Sotto la sua bacchetta, orchestra e coro sono disciplina, ubbidienza e prostrazione, quasi che ogni aspetto tecnico o espressivo non possa essere attribuito che al capo. Nel gesto di Gergiev lo sgomentante autoritarismo convive con una rara esattezza descrittiva: ciascuna fila di strumentisti o coristi riceve da lui, di momento in momento, istruzioni sollecite e minuziose a proposito di tempi, dinamiche e colori, i quali a loro volta paiono scelti da un campionario fisso anziché ricercati caso per caso. Berlioz o non Berlioz, l’approccio è positivistico: si direbbe che Gergiev limiti il testo musicale a ciò che è stato o può essere scritto, emarginando il suono in sé da un’idea artistica superiore e standardizzandolo nelle sue vie espressive di convenzione. E se a suo modo questo è un virtuosismo, a suo modo questo non è nemmeno un complimento.
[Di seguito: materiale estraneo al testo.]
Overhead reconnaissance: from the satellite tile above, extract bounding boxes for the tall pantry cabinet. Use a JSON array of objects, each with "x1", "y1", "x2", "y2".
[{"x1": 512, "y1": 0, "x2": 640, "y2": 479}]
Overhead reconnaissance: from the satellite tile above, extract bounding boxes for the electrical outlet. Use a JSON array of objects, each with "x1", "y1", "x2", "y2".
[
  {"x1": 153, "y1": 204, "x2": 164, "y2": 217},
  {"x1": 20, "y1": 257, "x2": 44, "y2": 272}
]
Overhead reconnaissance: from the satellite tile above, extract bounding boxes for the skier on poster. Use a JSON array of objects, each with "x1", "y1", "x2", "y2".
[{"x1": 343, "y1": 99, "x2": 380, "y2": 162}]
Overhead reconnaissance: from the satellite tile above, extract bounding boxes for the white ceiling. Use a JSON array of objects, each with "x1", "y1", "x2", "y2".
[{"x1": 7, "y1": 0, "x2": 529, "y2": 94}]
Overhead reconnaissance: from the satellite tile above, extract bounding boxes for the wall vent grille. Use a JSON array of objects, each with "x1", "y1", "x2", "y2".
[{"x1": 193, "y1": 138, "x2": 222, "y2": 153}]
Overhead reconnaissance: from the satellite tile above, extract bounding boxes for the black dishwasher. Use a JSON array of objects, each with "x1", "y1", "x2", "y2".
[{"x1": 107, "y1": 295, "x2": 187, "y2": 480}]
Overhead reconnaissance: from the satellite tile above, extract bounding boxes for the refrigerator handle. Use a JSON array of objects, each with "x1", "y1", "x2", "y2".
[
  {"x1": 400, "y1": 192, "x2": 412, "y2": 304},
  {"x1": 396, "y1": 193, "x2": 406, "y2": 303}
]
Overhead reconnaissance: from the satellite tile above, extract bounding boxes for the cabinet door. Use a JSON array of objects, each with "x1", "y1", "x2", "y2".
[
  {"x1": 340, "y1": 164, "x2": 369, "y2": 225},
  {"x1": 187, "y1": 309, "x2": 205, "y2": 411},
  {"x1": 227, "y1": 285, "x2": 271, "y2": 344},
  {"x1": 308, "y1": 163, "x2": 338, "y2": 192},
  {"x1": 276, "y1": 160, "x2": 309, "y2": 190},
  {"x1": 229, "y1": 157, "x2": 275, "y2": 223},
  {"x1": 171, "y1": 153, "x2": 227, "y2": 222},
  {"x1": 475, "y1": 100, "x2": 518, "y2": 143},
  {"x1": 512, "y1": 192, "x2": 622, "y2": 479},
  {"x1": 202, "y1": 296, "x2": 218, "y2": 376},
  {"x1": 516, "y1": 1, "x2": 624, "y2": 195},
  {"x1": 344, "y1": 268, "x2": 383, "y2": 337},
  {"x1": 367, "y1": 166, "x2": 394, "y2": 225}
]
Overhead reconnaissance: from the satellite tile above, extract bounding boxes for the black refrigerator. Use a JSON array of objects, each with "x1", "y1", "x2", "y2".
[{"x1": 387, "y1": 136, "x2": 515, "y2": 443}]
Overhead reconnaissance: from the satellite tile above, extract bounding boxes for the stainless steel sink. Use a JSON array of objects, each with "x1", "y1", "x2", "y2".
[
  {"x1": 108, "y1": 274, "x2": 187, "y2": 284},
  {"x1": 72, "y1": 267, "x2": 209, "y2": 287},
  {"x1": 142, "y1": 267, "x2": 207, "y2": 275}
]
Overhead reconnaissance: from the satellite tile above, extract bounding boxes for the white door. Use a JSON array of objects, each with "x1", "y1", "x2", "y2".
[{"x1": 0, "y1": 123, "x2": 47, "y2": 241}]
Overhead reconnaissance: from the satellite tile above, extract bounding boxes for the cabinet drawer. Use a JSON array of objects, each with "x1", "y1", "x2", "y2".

Per tornare ad aspetti più concreti, Gergiev esegue integralmente con la sola omissione delle danze dell’atto III (cos’avrà poi fatto di male quella manciata di minuti in un’opera di quattro ore?), abdica da un credibile ruolo di narratore e si compiace assai degli sfoghi machisti a piena orchestra (in particolare nella Chasse royale et orage, dove tuttavia i fulmini scagliati da Zubin Mehta, Firenze 2002, avevano altro fulgore e schianto). Accompagna il canto in base alla legge di Darwin: se la voce vuole arrivare alla fine dell’opera, deve farcela con le proprie forze, senza confidare nell’aiuto di un podio impassibile. Nella selezione naturale, ciò premette a liste di vincitori e vinti. Il soprano Mlada Khudoley, come Cassandre, fatica in una tessitura per lei troppo grave, pronuncia il francese in modo censurabile e impersona senza carisma veruno un personaggio tra i più vertiginosi del repertorio lirico. Per ironia della sorte, al fianco le tocca il Chorèbe di Alexei Markov, baritono di singolare signorilità e perizia linguistica. Un unico discorso accomuna i tenori Sergey Semishkur, Dmitry Voropaev e Alexander Timchenko, come Énee, Iopas e Hylas rispettivamente: voci chiare e svettanti ma impostate con un appoggio eccessivo, vantano bel corpo nel registro centrale ma tendono a traballare o ingolfarsi nell’ascesa a quello acuto.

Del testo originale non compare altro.